1. The Innocent Man: Murder and Injustice in a Small Town by John Grisham. The disheartening story of Ron Williamson, a man wrongfully convicted of murder, who spent years on death row before being vindicated by DNA evidence. Everything about this story is depressing: the behavior of the police and prosecutors, the fact that the real killer went free for so long, the suffering and death of the victim, Williamson's narcissism, alcoholism and untreated mental illness, and so on. I'm not a big fan of Grisham. This book tells a compelling story but isn't exceptionally written and could have used a couple more edits. In particular, Grisham included a lot of information about a different crime and different defendants wrongfully accused, and this was confusing and extraneous.

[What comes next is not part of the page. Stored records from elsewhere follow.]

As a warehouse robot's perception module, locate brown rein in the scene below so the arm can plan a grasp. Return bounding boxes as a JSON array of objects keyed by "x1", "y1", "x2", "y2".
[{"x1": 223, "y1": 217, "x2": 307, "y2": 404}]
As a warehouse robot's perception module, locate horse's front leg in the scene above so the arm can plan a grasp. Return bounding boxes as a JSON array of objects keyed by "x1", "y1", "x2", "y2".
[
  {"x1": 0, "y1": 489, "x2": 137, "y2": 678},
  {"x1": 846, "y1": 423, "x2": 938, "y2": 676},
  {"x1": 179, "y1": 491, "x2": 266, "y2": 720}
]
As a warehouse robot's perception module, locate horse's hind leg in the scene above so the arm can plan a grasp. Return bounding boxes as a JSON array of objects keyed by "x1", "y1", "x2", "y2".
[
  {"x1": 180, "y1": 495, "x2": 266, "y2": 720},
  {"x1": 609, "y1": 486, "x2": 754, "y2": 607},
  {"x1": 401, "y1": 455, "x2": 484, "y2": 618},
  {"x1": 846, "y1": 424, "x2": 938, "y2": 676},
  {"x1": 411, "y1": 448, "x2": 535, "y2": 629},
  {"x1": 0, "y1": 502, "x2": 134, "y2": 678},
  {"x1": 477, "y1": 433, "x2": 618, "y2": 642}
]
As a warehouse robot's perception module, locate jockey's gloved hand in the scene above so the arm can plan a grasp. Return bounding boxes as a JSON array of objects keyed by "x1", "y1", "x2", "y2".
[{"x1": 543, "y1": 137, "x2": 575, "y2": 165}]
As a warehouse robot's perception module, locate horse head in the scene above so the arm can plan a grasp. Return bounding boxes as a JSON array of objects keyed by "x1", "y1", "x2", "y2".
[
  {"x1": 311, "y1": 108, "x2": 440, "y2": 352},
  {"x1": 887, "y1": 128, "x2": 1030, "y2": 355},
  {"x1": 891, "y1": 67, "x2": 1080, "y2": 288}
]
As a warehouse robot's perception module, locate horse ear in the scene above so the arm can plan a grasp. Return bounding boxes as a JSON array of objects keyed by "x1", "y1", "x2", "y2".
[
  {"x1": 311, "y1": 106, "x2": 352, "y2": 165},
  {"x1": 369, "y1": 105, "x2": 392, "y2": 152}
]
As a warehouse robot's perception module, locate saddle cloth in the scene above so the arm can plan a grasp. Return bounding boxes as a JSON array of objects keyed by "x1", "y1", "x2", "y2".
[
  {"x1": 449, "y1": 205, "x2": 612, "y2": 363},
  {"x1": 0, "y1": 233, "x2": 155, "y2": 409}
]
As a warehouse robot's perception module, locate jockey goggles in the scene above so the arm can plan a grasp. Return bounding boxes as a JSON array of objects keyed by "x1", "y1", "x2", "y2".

2. Sala's Gift: My Mother's Holocaust Story by Ann Kerschner, is the author's investigation into her mother's experiences in a forced-labor camp run by the Nazis. Kerschner didn't know much about her mother's experiences until shortly before her mother had surgery and turned over a box of memoribilia to Kerschner. Kerschner found over 300 precious letters that her mother had sent and received during the war, carefully hidden from her captors (discovery of such keepsakes could have been a death sentence) and saved through the years. Moving.
3. Faceless Killers by Henning Mankel, a mystery featuring a Swedish cop named Kurt Wallender. It always amazes me when a book that has been translated into English retains so much of its power. If you like Ian Rankin, you might want to give this one a try.
4. While perusing the Scandinavian mystery genre, I happened upon Karin Fossum, and read Don't Look Back, part of a series featuring Inspector Sejer. Also a good mystery, similar in style and tone to Faceless Killers. Mysteries are my escapist reading.
Feel free to post in the comments books you highly recommend. I'm always looking for good stuff to read.